US decision making processes are one trap, Wallace observes. “Americans will say ‘yes, yes, yes then no’, whereas Australians will say ‘no, no, no then yes,’“ she told The Australian. “I had to learn that an enthusiastic “Yes” from an American is an expression of their interest and intention, not necessarily an action that can be followed through.”
Swinging for the fences
Casey Ellis, who relocated his Sydney security startup Bugcrowd to San Francisco in 2013, finds the scale of ambitions are a key difference between the two countries. “Americans are comfortable with those who swing for the fences whereas Australians aren’t.
“I had a million dollars committed already but people weren’t buying my execution because the way I was selling it was that I had it all figured out, which is what I’d been taught what to do in Australia – we’ve figured how to make sausage machine then the key to making more money is to build a bigger handle and crank out more sausages.”
The reality though is different in the United States warns Ellis. “If I’m pitching like that to VCs over here they’re like ‘we like what you’re doing but your vision is too small.’ I always had a big vision for Bugcrowd but I’d been taught not to put that at the front. In the US you put the vision first and the execution follows.”
Figuring out the differences
“I spent some time trying to figure out why it is different,” Ellis reflects. “If you think about it Australia is a country was formed by a bunch of people who were thrown out for stealing stuff, dropped on a rock and told to figure it out, so we’ve got this incredible culture of troubleshooting and innovation but we’ve also got this tall poppy syndrome of ‘don’t stick your head out too far.’ That’s a very strong cultural feature of Australians and how they interact.”

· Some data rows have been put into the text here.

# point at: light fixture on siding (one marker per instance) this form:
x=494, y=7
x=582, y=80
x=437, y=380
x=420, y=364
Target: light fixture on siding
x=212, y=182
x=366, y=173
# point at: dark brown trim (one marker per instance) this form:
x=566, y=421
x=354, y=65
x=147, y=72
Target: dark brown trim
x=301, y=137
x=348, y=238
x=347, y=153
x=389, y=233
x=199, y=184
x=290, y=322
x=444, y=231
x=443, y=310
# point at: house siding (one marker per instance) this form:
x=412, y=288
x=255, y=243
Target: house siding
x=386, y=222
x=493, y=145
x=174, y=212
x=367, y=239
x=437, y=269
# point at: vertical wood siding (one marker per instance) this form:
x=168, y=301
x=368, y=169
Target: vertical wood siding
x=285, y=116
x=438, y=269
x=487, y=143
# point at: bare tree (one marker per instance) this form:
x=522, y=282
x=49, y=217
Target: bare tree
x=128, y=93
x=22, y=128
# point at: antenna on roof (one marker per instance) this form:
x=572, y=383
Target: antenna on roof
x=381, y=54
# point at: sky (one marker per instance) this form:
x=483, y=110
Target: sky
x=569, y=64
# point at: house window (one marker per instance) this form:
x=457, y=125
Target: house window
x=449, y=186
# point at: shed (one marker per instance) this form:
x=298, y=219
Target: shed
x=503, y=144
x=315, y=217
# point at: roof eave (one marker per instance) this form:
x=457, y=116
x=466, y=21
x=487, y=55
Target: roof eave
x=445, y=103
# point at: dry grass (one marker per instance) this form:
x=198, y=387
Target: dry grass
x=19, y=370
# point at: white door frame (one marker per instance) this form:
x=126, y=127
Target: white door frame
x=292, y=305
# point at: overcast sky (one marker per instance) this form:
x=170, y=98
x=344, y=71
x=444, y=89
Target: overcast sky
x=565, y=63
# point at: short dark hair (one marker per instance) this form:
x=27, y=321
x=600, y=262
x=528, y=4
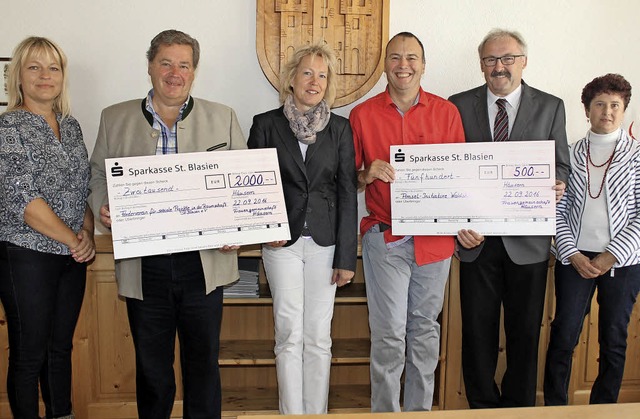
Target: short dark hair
x=174, y=37
x=609, y=83
x=406, y=35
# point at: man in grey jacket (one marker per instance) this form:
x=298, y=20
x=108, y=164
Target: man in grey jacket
x=510, y=271
x=174, y=292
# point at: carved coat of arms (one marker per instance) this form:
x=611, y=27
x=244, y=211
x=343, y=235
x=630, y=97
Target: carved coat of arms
x=357, y=30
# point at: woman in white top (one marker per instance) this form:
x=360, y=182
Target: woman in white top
x=597, y=243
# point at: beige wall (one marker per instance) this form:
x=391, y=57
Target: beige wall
x=570, y=42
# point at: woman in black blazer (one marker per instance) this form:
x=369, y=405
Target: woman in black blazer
x=317, y=166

“If you bring that over to America you will fail because this country was formed by entrepreneurs who set out to find a new land,” Casey concludes. “It’s not about saying Aussies are meek, they’re not, but Americans are completely comfortable with swinging for the fences and Australia’s aren’t.”
Peter Grant of Safesite warns not to overplay the Paul Hogan persona. “Coming from Australia is a novelty but you can’t play the dinky di Aussie card, you have display professionalism and represent you are serious about being a US company and serving the US environment,” he told The Australian. “Americans are a lot more accepting of risk and have a fear of missing out on the next big thing.”

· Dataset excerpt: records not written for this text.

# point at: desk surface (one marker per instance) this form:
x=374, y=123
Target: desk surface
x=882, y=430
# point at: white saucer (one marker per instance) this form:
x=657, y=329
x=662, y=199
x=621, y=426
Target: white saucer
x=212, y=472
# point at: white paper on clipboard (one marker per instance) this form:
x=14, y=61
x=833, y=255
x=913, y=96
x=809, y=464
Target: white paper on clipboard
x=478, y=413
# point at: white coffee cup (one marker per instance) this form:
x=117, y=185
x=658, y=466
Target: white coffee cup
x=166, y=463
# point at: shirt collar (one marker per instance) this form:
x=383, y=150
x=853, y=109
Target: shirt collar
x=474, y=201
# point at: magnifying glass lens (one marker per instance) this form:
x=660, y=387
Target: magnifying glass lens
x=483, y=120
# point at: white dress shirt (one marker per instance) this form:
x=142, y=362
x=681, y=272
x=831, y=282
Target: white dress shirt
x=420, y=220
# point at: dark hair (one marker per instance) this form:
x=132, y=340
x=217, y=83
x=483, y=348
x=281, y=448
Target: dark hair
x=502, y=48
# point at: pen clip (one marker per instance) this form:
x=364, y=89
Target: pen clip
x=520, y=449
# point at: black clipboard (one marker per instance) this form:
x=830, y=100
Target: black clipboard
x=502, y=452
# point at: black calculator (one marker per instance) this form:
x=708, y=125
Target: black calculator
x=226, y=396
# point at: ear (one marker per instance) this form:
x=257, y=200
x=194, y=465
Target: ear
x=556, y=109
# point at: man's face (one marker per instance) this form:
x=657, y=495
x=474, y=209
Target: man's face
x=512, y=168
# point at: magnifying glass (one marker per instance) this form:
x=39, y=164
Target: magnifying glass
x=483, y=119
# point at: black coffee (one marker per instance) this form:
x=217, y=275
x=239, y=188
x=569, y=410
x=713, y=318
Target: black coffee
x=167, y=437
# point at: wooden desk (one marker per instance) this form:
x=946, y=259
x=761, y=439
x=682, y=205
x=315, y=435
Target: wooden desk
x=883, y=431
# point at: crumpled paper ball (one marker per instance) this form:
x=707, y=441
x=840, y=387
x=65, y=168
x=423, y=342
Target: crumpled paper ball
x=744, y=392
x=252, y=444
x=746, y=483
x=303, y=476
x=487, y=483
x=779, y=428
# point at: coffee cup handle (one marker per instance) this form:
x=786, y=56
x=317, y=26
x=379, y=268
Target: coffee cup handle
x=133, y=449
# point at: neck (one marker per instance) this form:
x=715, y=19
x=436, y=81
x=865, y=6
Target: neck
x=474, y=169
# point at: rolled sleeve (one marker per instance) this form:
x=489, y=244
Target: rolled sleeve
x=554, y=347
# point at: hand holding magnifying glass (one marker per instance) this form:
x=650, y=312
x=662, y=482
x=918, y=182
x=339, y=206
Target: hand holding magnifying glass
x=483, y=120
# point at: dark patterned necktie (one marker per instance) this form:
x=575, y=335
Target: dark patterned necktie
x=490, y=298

“The country is founded upon going out and doing your own thing and being a maverick, so they are a lot more accepting of risk and have a bit more of a fear about missing out on the next big thing, “ Grant explains. “We’ve developed a strategy of saying ‘we’re working on this, this is going to happen and we’re talking to your competitors.’ That seems to work.”
Watching the clock
One respect where Australians’ laid back attitudes come unstuck is in time keeping warns Flamingo’s Wallace, “Americans are super punctual. Conference calls typically start 5 mins before the hour rather than 10 minutes after as it would in Australia. Meetings finish at quarter before the hour so people can get to the next meeting 5 minutes early.”
“If people are delayed and get to a meeting a few minutes late they will apologise profusely for several minutes and then apologise again at the end of the meeting. American’s will warn of the need to finish a meeting at a certain time by saying, “I have a hard stop at quarter before”
Another difference is the sense of humour, Dr Wallace warns. “Americans typically are not funny in business as we Australians are. There is not much joking in meetings. I once used the enormously funny expression of, ‘That customer experience would have been like having a hot chicken blood enema!’.”
“Instead of this being outrageously funny I was surrounded by a group of 10 executives whose mouths hung open in shock that I had just said something like that. The meeting tanked from there on….”
“All this being said, the American business community love Australians,” Wallace concludes. “They find us hard working, great at relationships, good at navigating politics, honest, authentic and transparent. In some ways they aspire to be more like us. We cut through the bollocks – although they don’t understand that word – or bullshit and get things done. Americans like that. We are generous. They like that too.”